Yesterday was my first time on the water since installing the new Ultrex 112 with I Pilot. I have a battle cruiser of a boat, Ranger Z520 and run Lowrance graphs, which are incompatible with Minnkota’s Link feature that works only with Hummingbird (which costs $200 more anyways.)
The first thing I had to do once on the water was to go through the calibration procedure for heading sensor, which consists of initiating the calibration sequence via the remote by completing two tight clockwise circles in the boat using the trolling motor. Easy. There is an additional calibration required if the heading sensor puck is not aligned perfectly, but mine is good enough. Now lets go fishing.
Living in Arizona, of course we can fish year round, but the bite definitely slows in the winter, which for me means a lot more jig fishing. When I purchased the Ultrex, I wasn’t sure how much I would use the remote, like many others who have considered not installing the heading sensor. My takeaway from my first trip is that the “spotlock and jog features,” which require the heading sensor, are the absolute best features on the new Ultrex.
Deployment and Return: It is amazing how easily a brand new trolling motor deploys and returns, that is a big back saver. The new Ultrex comes with a steel cable, which is far superior to the old poly cord they used, but it is about a foot too long, I will have to shorten it. For the first few months, I will physically need to make sure the unit is completely locked in the stow position when I move on the water, as I have a padded front deck and it will take a while for the stabilizer to create a nice divot in the pad so it seats properly each time.
The foot pedal is much easier to use than the Fortrex pedal, though it looks the same and functions the same, it certainly is like power steering. I use a stand up seat and had grown accustomed to a certain amount of pressure on my steering leg. What I discovered is that the Ultrex pedal turns with much less pressure, so I will need to change how much pressure I apply to the pedal. By the end of the day I was already getting used to it so my turns were much smoother. The pedal has activity lights that are easy to see so you can tell which features are active. In addition, there are also big buttons on the pedal that can activate the features instead of using the remote.
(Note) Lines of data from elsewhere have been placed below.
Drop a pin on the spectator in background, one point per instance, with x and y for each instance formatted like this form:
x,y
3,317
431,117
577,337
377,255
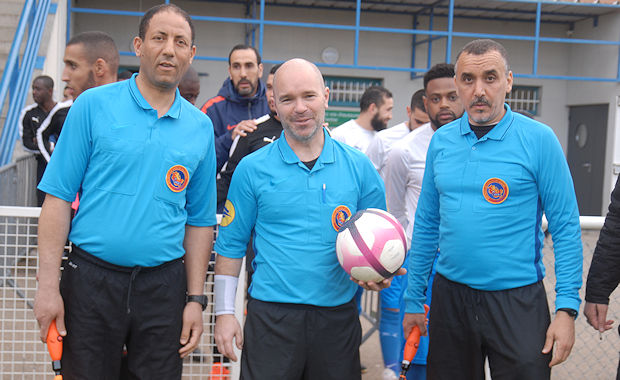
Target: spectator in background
x,y
67,94
30,120
267,131
380,146
376,106
239,102
604,274
189,87
91,60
The bite was a little slow so decided to do some jig fishing, so I pulled up on a point and decided to give spotlock a try. I nosed the boat into the point and activated spot lock through the remote, the Ultrex chirped a couple of times letting me know it was activated, and then the unit came to life and proceeded to maintain my water position. There was not much wind so it was only a minor test on the unit, but every once in a while the head would automatically turn and run the prop to push the bow of the boat back to its original position. After admiring the unit for a couple of minutes, it was time to get to fishing. I wanted to back off the point a bit, so I used the jog feature by pressing one of the 4 direction buttons, and the unit directed the boat slowly back off the point, 5 feet at a time. By now the wind had swung the stern of the boat around so it was parallel with the bank, so I walked to the back of the boat in order to fish some water that was now 21 feet closer. After working this area for a bit, while still at the back of the boat, I used the remote to once again jog the boat a few feet. Awesome! You are certain to lose a few jigs in the rocks, which I did, but with spotlock “on” I was able to retie without fear of the boat being blown into the bank. Super! I decided to move further down the bank at a quicker pace, so I simply stepped on the pedal and spotlock was immediately deactivated.
I am usually slow to buy the latest gadgets, as there are usually bugs that need to be worked out, or maybe it doesn’t provide the benefits I thought it would (Spotlight transducer). But I have to say the Ultrex, though pricey ($2200), is absolutely awesome. And no I am not a Minnkota sponsored fisherman.